Presiding Bishop of Living Faith Church Worldwide (Winners’ Chapel)
David Oyedepo said yesterday that about 50 million Nigerian youths were
jobless.
He added that poverty level in the
country was soaring with an estimated 70 per cent of the population,
mostly rural dwellers, living on less than $1.25 per day.
Quoting from the Global Hunger Index
report of 2014, Bishop Oyedepo said: “Nigeria is among the countries in
the world faced with a high level of hunger threat despite its efforts
at reducing hunger in the last 25 years.”
The cleric, who is the chancellor of
Landmark University, Omu-Aran, Irepodun Local Government Area, Kwara
State, spoke at the institution’s second convocation ceremony.
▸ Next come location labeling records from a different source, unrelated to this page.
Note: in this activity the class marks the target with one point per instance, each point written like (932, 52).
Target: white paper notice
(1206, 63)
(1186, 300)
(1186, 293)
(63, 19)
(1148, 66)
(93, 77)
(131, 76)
“Nigeria is blessed with abundant
natural resources that it has not been able to successfully harness to
the benefit of its teeming population.
“Agriculture is the mainstay of
Nigeria’s economy, employing approximately two-thirds of the country’s
total labour force and contributing 40 per cent to gross domestic
product (GDP). Nigeria was ranked 40th out of 79 on the GHI and 156 out
of 187 on the United Nations Development Programme (UNDP) 2011 human
index development.
“According to the data from the
International Fund for Agricultural Development (IFAD), 2012, poverty is
widespread in the rural areas, where 80 per cent of the population live
below poverty line,” Bishop Oyedepo said.
He said Nigeria’s poverty level could
lead to micronutrient deficiency, erosion of citizens’ well-being and
development, reduce productivity and immunity level as well as increase
sickness and disease.
He urged Nigerians to “wake up to the
reality of charting a path for strengthening the reins of our economy
via productive and creative engagements in entrenching agro-enterprise”.
“Governments over the years had
proffered policy solutions to agricultural development challenges and
indeed implemented a number of them. Our dilemma is that the policies
have not seemed to have addressed the food security challenge.
“A number of efforts of government or
statutory responsibilities considered effective for attaining
agricultural development have not really been effective.
“For example, the Nigerian Agriculture
Development Bank is today moribund despite several years of operation
and several billions of Naira of invested fund. The Central Bank of
Nigeria (CBN) agricultural credit scheme with such lofty objective in
which the nation had invested billions of its resources ended up as a
way of getting fund to agriculture projects without significant
contribution to its development,” the cleric said.